Real world benchmarks and big O measure different things, so one is not a substitute for another.
Real world benchmarks don't just measure the algorithm, they also measure the implementation. By comparing big O, you can compare algorithms directly instead of comparing implementations of the algorithms.
Big O doesn't take into account constant factors, the time variability of CPU operations (e.g. cache hit vs cache miss), implementation details, or that all useful input sizes might be small. This means that even though an algorithm might have a better big O, it might actually be worse than other algorithms for practical size inputs.
Creating an algorithm with a better big O is a mathematical breakthrough, but it's not proof that it's going to be practical in the foreseeable future. If you want to additionally prove that, you need real-world benchmarks. So real-world benchmarks would be useful here for some people. It might not be useful for the authors though if their goal is just to prove algorithmic superiority rather than real-world superiority. Creating a real-world benchmark also has the problem that existing implementations have likely been tuned with microoptimizations for years, and the new algorithm's implementation won't have been, leading to an unfair comparison. Your example of 10ms vs 9ms is such a small difference that microoptimizations would matter much more than it.
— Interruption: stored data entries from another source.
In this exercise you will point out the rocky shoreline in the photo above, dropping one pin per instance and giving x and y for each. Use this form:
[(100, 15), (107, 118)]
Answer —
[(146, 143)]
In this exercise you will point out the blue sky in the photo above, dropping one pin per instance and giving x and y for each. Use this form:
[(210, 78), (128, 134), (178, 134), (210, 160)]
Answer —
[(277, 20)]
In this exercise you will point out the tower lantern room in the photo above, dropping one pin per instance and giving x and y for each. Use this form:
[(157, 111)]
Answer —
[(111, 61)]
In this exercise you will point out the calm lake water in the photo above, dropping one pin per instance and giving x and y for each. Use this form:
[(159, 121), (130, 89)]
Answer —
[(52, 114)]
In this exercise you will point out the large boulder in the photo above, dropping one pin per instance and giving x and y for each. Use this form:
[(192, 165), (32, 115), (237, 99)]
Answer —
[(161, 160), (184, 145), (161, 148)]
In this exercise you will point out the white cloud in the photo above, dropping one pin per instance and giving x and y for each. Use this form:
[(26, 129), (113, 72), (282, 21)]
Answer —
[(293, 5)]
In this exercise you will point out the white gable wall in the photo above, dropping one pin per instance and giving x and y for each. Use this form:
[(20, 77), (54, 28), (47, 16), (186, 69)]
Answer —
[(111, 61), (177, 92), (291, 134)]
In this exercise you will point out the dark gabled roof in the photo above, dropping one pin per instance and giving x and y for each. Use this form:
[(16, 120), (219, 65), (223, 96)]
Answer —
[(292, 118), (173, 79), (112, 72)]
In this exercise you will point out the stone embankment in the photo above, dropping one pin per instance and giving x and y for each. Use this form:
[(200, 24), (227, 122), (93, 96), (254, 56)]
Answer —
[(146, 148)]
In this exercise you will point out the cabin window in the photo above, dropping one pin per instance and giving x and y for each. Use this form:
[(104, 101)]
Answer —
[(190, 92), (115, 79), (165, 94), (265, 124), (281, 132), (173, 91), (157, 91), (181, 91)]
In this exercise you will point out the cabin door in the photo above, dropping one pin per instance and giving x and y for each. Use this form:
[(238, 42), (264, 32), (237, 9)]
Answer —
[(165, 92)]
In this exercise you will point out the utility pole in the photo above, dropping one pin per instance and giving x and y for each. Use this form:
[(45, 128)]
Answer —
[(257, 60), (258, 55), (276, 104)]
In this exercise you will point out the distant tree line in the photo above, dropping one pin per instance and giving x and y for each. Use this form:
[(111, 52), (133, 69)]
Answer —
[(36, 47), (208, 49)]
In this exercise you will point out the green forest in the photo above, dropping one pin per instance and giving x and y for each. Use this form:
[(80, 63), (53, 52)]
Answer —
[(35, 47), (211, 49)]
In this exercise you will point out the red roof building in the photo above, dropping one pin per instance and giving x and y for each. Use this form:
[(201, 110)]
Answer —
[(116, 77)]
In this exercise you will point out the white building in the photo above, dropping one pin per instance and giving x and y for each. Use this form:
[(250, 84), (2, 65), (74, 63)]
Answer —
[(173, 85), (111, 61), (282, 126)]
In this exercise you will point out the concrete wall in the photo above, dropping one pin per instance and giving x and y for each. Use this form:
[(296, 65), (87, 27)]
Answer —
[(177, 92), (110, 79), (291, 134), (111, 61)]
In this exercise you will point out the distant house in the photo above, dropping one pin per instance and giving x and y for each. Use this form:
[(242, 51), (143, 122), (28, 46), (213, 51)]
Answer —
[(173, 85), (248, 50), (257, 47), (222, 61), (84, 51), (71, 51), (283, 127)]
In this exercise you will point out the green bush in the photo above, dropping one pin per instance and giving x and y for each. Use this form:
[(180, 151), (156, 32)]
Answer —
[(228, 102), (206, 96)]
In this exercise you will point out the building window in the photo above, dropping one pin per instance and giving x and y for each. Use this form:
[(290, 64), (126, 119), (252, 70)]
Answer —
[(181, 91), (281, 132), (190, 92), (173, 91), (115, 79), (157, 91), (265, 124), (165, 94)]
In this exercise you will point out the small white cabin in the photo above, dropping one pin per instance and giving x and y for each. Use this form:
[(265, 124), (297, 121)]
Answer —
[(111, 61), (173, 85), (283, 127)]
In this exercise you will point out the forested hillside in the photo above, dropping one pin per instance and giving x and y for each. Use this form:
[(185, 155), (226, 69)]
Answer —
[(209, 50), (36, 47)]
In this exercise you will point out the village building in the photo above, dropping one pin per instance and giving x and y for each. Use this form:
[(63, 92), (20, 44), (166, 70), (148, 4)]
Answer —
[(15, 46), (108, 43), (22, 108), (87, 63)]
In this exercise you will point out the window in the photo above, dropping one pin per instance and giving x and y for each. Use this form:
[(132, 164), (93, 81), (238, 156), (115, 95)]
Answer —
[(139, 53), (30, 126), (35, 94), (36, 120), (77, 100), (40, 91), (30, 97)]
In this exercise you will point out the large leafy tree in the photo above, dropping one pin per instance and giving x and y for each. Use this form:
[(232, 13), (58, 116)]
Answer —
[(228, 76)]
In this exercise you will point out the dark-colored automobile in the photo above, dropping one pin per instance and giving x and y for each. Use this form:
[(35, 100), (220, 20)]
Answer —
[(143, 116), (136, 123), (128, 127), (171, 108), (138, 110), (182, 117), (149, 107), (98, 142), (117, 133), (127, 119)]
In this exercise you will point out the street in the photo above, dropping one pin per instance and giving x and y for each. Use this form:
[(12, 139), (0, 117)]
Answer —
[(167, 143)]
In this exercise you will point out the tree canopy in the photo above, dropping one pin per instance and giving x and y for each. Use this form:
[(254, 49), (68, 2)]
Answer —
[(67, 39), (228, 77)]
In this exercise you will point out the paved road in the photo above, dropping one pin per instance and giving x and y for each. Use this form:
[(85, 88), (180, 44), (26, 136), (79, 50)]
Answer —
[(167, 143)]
I was agreeing with you that real world metrics would be useful.
I was making a couple clarifications. You seemed to imply that real-world metrics can be a substitute for big O, but that's not the case, they do different comparisons.
Also, I was pointing out that the 10ms vs 9ms example isn't a set of numbers that would indicate one algorithm is better than the other, just that one implementation is better than the other.
Despite the prevalence of the question, most people (like myself) would have to break out one of our old textbooks to tell.
Do you have a reference measure that might help? For example: a process that would take 10ms under the following conditions [a,b,c] now takes 9ms?